Scuffles broke out in central Dublin at the launch of the anti-Islamisation group Pegida.
Hundreds of campaigners, from a number of grassroots groups, came out in protest.
Dublin City Councillor Ciaran Cuffe of the Green Party tweeted of a “strong security presence” and some protesters pursued several men they believed to be Pegida members from O’Connell Street down onto North Earl Street.
The streets were particularly busy. Worried families, including children who were in the city for a Chinese New Year festival, and sports fans who had arrived for the Ireland and Wales RBS 6 Nations rugby match, saw the commotion unfold.
Pegida’s Dublin launch was among a series of Europe-wide demonstrations against the growth of Islam in Europe.

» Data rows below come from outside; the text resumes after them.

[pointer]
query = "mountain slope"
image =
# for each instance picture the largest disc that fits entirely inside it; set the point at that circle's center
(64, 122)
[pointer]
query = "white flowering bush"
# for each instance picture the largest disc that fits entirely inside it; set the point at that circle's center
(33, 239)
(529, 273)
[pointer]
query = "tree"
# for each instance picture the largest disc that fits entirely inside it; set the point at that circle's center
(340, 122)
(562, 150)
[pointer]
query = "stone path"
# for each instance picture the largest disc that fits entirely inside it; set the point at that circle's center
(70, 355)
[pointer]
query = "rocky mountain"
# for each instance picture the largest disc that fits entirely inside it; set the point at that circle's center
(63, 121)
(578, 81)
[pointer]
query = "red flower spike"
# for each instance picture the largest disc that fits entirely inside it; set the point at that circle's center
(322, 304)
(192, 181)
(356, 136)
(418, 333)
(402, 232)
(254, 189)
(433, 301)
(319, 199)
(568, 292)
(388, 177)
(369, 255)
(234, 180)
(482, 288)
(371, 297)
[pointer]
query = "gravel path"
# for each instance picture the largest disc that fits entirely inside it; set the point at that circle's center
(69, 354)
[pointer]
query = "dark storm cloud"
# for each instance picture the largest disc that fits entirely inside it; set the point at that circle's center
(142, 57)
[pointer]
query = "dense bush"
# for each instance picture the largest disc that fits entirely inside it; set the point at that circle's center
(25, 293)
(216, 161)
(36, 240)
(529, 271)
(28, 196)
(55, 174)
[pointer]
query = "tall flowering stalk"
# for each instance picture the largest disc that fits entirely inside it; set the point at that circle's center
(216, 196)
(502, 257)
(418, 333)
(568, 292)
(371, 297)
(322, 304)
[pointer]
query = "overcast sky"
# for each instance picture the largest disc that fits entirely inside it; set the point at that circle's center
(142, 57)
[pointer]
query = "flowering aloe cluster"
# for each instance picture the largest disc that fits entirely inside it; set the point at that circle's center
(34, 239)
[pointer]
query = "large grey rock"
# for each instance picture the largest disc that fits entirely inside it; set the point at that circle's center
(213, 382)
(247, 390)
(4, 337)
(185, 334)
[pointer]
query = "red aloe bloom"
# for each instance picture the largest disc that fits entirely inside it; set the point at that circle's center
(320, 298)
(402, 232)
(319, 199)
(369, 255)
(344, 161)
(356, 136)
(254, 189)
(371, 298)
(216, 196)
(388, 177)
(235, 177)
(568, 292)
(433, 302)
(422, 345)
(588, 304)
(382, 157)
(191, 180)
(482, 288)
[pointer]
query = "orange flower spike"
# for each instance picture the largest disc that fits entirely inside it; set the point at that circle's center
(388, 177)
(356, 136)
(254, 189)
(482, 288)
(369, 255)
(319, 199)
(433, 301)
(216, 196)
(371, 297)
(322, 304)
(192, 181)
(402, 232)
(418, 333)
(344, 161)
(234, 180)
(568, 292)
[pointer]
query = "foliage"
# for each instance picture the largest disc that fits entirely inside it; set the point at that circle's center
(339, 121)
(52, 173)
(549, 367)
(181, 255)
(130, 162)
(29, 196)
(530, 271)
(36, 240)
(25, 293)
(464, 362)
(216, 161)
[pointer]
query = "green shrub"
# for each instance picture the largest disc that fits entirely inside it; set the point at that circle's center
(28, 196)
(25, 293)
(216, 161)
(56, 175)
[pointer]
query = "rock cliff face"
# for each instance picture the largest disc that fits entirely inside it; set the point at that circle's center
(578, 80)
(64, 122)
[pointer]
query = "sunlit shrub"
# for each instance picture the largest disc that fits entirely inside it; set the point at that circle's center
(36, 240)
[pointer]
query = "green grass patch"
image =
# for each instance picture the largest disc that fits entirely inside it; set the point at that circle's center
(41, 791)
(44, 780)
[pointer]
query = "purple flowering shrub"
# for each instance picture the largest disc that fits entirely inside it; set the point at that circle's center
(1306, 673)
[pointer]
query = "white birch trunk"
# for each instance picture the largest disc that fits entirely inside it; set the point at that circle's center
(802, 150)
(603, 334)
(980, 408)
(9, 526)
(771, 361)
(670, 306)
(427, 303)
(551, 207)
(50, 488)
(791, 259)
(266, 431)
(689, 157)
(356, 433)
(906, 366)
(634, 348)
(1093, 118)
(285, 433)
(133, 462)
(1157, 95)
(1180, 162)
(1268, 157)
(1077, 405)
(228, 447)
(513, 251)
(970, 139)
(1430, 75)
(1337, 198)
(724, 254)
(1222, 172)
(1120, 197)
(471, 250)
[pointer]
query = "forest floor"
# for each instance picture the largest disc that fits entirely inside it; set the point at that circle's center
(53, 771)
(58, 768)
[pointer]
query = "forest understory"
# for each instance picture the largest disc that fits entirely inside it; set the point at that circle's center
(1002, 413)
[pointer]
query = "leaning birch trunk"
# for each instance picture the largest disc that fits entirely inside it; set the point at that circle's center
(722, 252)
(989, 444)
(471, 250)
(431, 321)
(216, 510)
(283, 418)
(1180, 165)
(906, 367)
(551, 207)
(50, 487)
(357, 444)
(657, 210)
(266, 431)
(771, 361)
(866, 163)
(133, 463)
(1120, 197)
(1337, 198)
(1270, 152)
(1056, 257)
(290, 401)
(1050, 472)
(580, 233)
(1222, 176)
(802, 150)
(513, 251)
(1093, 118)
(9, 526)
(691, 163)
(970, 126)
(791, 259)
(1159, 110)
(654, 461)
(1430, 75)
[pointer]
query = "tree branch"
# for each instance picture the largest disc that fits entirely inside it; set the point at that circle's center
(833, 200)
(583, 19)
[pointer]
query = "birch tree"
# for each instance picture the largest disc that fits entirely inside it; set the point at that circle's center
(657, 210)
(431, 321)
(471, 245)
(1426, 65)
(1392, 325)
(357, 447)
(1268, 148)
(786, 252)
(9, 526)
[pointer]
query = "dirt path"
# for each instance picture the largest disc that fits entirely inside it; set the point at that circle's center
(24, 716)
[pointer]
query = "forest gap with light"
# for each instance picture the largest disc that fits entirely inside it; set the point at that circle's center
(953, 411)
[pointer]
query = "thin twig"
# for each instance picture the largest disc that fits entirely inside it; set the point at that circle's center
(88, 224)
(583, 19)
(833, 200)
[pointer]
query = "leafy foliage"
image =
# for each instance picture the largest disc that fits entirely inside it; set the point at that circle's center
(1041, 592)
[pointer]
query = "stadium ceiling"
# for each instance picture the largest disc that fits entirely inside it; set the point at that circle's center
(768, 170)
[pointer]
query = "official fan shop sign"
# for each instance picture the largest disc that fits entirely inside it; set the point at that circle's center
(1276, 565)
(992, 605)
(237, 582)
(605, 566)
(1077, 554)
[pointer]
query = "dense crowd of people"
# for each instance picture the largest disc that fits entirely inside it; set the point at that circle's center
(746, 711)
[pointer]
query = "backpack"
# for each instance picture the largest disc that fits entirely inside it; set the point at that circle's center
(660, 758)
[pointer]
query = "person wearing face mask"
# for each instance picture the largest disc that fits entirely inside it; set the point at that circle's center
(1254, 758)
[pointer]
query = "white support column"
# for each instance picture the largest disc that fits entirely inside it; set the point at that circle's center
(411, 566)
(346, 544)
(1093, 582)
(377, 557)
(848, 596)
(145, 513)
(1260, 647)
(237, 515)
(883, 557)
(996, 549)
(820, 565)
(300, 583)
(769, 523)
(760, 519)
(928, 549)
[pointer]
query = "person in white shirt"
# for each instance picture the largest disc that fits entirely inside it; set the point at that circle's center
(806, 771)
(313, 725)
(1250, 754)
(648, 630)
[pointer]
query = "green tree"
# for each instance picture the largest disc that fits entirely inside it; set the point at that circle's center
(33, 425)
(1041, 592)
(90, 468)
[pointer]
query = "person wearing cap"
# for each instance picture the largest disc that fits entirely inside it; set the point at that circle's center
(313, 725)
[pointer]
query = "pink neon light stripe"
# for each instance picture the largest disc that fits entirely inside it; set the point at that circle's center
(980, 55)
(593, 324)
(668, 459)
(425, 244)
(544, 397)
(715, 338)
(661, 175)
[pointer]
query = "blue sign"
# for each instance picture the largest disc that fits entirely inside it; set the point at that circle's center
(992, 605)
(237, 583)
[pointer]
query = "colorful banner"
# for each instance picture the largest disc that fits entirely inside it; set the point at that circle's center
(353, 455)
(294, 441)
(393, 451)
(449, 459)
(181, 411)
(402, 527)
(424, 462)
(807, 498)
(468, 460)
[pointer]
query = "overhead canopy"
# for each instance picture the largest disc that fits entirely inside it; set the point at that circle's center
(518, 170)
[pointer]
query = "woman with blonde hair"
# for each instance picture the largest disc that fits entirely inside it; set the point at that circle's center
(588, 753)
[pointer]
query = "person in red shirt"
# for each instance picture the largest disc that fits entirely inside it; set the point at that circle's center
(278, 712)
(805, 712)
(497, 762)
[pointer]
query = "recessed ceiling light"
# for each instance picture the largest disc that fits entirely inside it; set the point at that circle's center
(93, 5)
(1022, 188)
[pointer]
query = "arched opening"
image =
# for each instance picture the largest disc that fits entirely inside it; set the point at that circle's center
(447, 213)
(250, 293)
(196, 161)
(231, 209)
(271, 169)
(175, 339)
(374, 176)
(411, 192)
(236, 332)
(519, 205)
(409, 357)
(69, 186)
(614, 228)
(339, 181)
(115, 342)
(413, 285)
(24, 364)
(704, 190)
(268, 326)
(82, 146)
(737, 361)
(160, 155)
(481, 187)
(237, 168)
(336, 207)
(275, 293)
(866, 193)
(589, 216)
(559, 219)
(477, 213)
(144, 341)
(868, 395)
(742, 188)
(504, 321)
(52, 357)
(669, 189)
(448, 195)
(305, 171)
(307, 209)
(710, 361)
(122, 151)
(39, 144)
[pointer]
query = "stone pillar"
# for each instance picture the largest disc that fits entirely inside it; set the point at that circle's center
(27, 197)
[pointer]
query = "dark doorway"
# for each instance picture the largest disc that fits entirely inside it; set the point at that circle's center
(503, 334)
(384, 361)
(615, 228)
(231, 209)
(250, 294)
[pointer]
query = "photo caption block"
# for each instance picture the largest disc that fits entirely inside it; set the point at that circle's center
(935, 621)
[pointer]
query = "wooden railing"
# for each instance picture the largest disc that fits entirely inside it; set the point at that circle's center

Banners declaring Love Not Hate and No To Islamophobia No To Pegida were held by protesters who came from different backgrounds.
Organisations such as People Before Profit, the Workers Solidarity Movement and Irish Muslim organisations were among the demonstrators.
Sinn Fein MEP for Dublin Lynn Boylan told an anti-racism rally on O’Connell Street: ” We are standing shoulder to shoulder in solidarity to show that there is no place in Ireland for racism and Islamophobia.
“There is no place in Ireland for hate.
“We are a welcoming nation because we are no strangers to migration.”
Pegida UK supporters, on a march near Birmingham, were seen holding banners featuring the smiling face of controversial US presidential hopeful Donald Trump and the words Trump Is Right.
Tommy Robinson, a Pegida UK organiser and the ex-leader of the English Defence League (EDL), told Sky News that monthly protests would be held in the West Midlands this year as a round 200 gathered for today’s event.
He said: “Europeans are going to take to the streets in mass numbers opposing what is happening to their country, opposing because they don’t feel safe … I want to be the man that orchestrates it here.”